The car crashed into a store. COURTESY
A teacher was killed and 14 schoolchildren were injured after a car hit a crowd on a busy street in the German capital, Berlin. The group was on a school trip to Berlin from the state of Hesse. A second teacher was seriously hurt.
Police say the driver, a 29-year-old man, was arrested at the scene. Berlin Interior Affairs Minister Iris Spranger said evidence suggested the driver was a "mentally ill person running amok".
The incident occurred shortly before 10:30 (08:30 GMT) in the heart of western Berlin, on one of its busiest shopping streets. The woman who died has been identified as a schoolteacher who was on a trip with a class of teenagers from the central state of Hesse. Berlin police say she died on the spot.
"There are seriously injured people among the more than a dozen injured," police spokesperson Thilo Cablitz said. Bad Arolsen Mayor Marko Lambion said a bus was on its way to pick up the children from Berlin. "We're doing everything we can to bring them home," he said at the press conference.
The driver has dual German and Armenian citizenship and lives in Berlin. Earlier reports that he had left a note in his car were denied by officials.
Witnesses described seeing a silver Renault Clio veering into a crowd of people on the pavement near Berlin's busy Kurfürstendamm shopping avenue, before driving back on to the road and crashing into a shop window.
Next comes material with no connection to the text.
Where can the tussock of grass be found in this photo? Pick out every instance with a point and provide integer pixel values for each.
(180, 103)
A witness who would only be named as F Kacan said the driver had abandoned the car and had taken off running but "we were able to stop him", AFP news agency reports.
The actor John Barrowman tweeted that he had been nearby when the incident took place and in a video posted from the scene said the car had repeatedly mounted the footpath before crashing into the storefront.
Barrowman told the BBC the car had careened through tables of people sitting outside having breakfast, before smashing into the storefront. "It was just horrific", he said. "I saw somebody being resuscitated, I saw somebody being literally thrown onto a stretcher and put into an ambulance."
Some 130 emergency workers went to the scene and a body lay in the middle of the road, covered in blankets. It happened opposite Breitscheidplatz, where 12 people were killed in a terrorist attack in 2016 when a truck was deliberately driven into a crowd of people at a Christmas market.
Berlin Mayor Franziska Giffey said it was too early to know if the area had been chosen deliberately, but she said: "It's a situation where you think, for God's sake, not again!"
After the Christmas market attack in 2016, the militant group Islamic State (IS) said it was behind the killings which had been carried out by an unsuccessful asylum seeker. He was later shot dead by police in Italy.